To reach and sustain gentleness, that seems to be the path.
As many of you may already experienced, dear readers, gentleness doesn’t come without pain. For hardship and softness enable one another and they sustain this cycle until we’re softened enough to embrace all the happening.
When there’s no resistance in us, we are ready to let everything happen to us, as Rilke continues to advice, and we don’t hold preference towards neither beauty nor terror, but we understand the essential role each of them has to play in actualising our potential.
Such a path is, of course, unwelcome by the general public, and thus, it is not unheard of for it to require a certain level of isolation. One must grow accustomed to solitude and self-reliance to, paradoxically, grow capable of serving. Because this, too, is what the calling is about. It never caters only to its host, but it seeks to reach many.
Let’s hear from John O’Donohue once more: “it’s lovely when you find someone at work who’s doing exactly what they dreamed they should be doing and whose work is an expression of their inner gift. And in witnessing to that gift and bringing it out, they actually provide an incredible service to us all.
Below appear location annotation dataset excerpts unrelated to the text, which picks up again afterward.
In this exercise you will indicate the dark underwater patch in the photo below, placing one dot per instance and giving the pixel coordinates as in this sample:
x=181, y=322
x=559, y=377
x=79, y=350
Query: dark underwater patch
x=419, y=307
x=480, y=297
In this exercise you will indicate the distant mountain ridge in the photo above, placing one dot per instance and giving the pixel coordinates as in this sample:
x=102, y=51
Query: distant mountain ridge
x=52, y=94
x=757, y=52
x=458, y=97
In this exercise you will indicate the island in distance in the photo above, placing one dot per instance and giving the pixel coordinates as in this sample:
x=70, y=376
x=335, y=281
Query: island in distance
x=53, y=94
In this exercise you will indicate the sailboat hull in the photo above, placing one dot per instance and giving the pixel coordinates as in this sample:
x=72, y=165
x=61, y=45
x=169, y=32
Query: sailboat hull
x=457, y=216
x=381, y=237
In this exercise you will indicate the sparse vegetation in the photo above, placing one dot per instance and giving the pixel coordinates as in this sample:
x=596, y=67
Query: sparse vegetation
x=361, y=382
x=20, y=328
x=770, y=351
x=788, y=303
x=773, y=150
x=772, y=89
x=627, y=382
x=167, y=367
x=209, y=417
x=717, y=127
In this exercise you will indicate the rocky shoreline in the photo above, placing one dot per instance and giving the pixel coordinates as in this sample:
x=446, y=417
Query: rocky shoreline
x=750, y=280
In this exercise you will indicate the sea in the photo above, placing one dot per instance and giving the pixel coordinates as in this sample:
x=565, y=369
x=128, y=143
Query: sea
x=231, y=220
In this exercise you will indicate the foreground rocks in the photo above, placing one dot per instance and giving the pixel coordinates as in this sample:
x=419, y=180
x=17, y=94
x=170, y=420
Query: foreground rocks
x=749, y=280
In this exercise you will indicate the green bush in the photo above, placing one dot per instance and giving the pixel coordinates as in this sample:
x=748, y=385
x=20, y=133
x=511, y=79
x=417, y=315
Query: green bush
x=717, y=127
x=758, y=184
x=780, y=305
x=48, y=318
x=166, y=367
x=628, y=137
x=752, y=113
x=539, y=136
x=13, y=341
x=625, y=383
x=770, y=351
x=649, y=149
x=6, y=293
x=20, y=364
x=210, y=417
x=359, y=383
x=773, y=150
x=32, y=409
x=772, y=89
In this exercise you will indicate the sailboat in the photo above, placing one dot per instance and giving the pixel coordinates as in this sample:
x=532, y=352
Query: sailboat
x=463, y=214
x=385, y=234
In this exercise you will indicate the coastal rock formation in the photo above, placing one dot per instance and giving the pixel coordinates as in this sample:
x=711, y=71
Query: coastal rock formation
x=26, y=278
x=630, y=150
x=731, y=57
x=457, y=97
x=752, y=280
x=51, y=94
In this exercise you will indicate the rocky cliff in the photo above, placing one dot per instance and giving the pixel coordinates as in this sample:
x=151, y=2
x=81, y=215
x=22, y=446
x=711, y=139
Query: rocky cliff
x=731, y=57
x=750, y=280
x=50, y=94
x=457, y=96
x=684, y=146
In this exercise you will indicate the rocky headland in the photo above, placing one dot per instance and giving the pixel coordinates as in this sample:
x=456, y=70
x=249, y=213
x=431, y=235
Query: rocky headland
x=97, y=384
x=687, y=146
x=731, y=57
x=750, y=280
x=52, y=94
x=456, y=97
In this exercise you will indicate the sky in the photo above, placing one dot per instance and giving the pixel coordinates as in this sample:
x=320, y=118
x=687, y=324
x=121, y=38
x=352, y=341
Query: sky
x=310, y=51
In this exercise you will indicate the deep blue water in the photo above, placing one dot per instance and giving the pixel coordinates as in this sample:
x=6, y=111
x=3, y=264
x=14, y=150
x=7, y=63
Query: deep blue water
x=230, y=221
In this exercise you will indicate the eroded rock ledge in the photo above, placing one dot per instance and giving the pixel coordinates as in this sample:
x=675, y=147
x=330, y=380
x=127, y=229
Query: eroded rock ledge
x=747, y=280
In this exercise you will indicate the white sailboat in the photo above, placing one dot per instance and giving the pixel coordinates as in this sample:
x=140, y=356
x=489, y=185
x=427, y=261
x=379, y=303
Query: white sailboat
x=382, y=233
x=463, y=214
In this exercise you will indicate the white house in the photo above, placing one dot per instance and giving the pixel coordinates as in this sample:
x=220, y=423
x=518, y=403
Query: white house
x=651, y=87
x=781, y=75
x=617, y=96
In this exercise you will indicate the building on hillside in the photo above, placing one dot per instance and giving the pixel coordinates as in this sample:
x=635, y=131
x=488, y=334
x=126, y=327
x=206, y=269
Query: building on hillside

And I think you see that the gifts that are given to us as individuals are not for us alone, or for our own self-improvement, but they’re actually for the community and to be offered.”
Whatever it is that we are called to do, it is not given to us alone, but it is instilled within our beings to sow plenty and harvest abundantly for others’ benefit.
Therefore, within one’s means and capabilities, and those are certainly of overcoming the fear, one is, to put it plainly, responsible for learning the ways of listening and following the steps which one’s heart demands of them.
I believe we owe ourselves, and we certainly owe the world, at least as much as an attempt at understanding our calling and trusting its lead. We should at least go as far as to see where is it that it invites us to travel. That at least we can say, “I have seen the path, and I’ve chosen to go elsewhere”.
We must know what we were born for.
We are then free to choose how, and where to let our feet go, but let us make it a conscious, well-rounded choice. Let us not get lost in finding the reason in the unreasonable.
Let us not be consumed by the fear of the infinite within us.
Question to you, dear reader:
When does your potential call you the loudest?
When does your potential call you the loudest? - When I remove my awareness from it.